Italy’s romantic gaze is hardly new. Rocha turns instead to the 20th century, when a young English girl met Florence and the idea of liberation that came bundled with its specific kind of romance, from E.M. Forster’s A Room With a View (1908) to its 1985 Merchant Ivory adaptation. In 2026, that girl becomes a boy. England loosens slightly in definition, and Florence does not. Rocha’s version of the story arrives at the Teatro della Pergola, commonly cited as the country’s oldest active opera house, through a 38-piece collection. Instead of occupying its red velvet seats, the designer left them completely empty. Of course, every show needs its guests, even in Italy. The stage became the runway, ringed by them.

The collection, described by Rocha as a “character study”, seemed to be circling familiar menswear staples. Rugby shirts, roomy Oxford pants, glossy Oxford shoes (often broken by sharp appliqués), and crisp collars, nodding to the British Isles. Rocha’s man is, as expected, tender. That idea runs through the clothes: fragile tailoring, cotton aprons, Mary Janes, feather boas, glittering sequins, pearl buttons, and Edwardian ruffles (a useful point, perhaps, to revisit the film’s costume design).

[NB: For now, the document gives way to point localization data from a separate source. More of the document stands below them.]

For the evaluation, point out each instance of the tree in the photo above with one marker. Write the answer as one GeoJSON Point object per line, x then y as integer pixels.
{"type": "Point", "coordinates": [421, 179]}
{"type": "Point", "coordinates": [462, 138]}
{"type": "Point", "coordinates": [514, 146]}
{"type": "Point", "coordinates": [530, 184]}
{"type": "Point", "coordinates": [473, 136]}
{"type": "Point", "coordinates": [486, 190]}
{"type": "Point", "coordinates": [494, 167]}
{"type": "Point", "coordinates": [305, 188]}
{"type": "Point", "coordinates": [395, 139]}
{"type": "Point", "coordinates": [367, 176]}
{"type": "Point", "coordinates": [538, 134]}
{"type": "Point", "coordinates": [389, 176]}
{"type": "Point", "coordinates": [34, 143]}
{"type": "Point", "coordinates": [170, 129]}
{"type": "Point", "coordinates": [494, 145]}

Florals hold everything in place. Sourced from the insides of the theatre’s costume trunks, they reappear across embroidery, accessories, even bouquets moving down the runway. Cornflowers, once dismissed as field weeds, were recast in Victorian England and Romantic-era Europe as “Bachelor’s Buttons”, worn by young men in love. A wilting flower was read as love gone unanswered, a strong bloom, as proof of devotion. Rocha’s devotion shows itself in this man’s shifting faces. One minute he’s classic, the next he’s softened, the other he’s a child again, playing with blooms. That in-between state of boyhood surfaces through boxer shorts, cravats, broderie anglaise, gingham, and ribbons moving across the runway. The boy is not finished becoming.